There has been a surge in the use of large language models (LLM) conversational agents to generate responses based on long-term history from multiple sessions. However, existing long-term open-domain dialogue datasets lack complex, real-world personalization and fail to capture implicit reasoning-where relevant information is embedded in subtle, syntactic, or semantically distant connections rather than explicit statements. In such cases, traditional retrieval methods fail to capture relevant context, and long-context modeling also becomes inefficient due to numerous complicated persona-related details. To address this gap, we introduce ImplexConv, a large-scale long-term dataset with 2,500 examples, each containing approximately 100 conversation sessions, designed to study implicit reasoning in personalized dialogues. Additionally, we propose TaciTree, a novel hierarchical tree framework that structures conversation history into multiple levels of summarization. Instead of brute-force searching all data, TaciTree enables an efficient, level-based retrieval process where models refine their search by progressively selecting relevant details.
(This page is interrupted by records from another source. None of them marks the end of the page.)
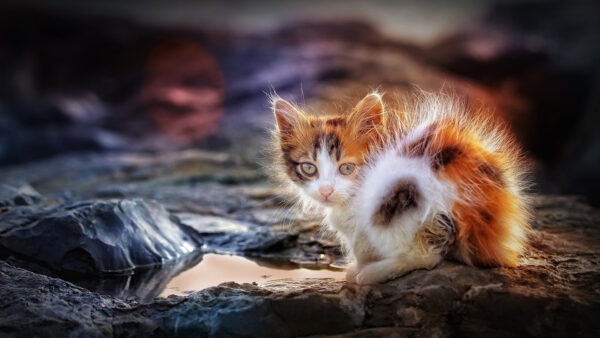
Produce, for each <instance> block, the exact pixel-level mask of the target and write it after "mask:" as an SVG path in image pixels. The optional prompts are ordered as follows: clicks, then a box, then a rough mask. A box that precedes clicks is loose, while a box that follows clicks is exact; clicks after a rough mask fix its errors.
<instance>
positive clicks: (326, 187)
mask: <svg viewBox="0 0 600 338" xmlns="http://www.w3.org/2000/svg"><path fill="white" fill-rule="evenodd" d="M319 192H320V193H321V195H323V197H327V196H329V195H331V194H333V187H332V186H330V185H322V186H320V187H319Z"/></svg>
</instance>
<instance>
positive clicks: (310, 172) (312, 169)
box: [300, 162, 317, 176]
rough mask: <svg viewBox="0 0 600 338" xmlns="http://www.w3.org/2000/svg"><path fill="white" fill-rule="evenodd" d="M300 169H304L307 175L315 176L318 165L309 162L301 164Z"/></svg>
mask: <svg viewBox="0 0 600 338" xmlns="http://www.w3.org/2000/svg"><path fill="white" fill-rule="evenodd" d="M300 170H302V173H303V174H304V175H306V176H314V175H315V174H316V173H317V167H315V166H314V164H312V163H308V162H304V163H302V164H300Z"/></svg>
Our experiments demonstrate that TaciTree significantly improves the ability of LLMs to reason over long-term conversations with implicit contextual dependencies.

Paper Structure

This paper contains 33 sections, 5 equations, 4 figures, 6 tables.

Figures (4)

  • Figure 1: An example from ImplexConv illustrating opposed (left) and supportive (right) implicit reasoning. The orange block is the user query, the red blocks are implicit scenarios with low semantic similarity to the query, and the blue blocks are noisy but lexically related conversations that obscure the correct response.
  • Figure 2: Overview of TaciTree framework. TaciTree organizes long-term conversational history into a hierarchical structure, clustering related facts to enable efficient retrieval of implicit reasoning. By leveraging LLMs to refine relevant information while discarding unrelated details, the framework reduces search space and improves retrieval efficiency.
  • Figure 3: Distribution of implicitness scores across datasets, where Supp. and Opp. represent the supportive and opposed cases of ImplexConv, respectively.
  • Figure 4: Response accuracy (blue) and retrieved token size (orange) across different frameworks and datasets.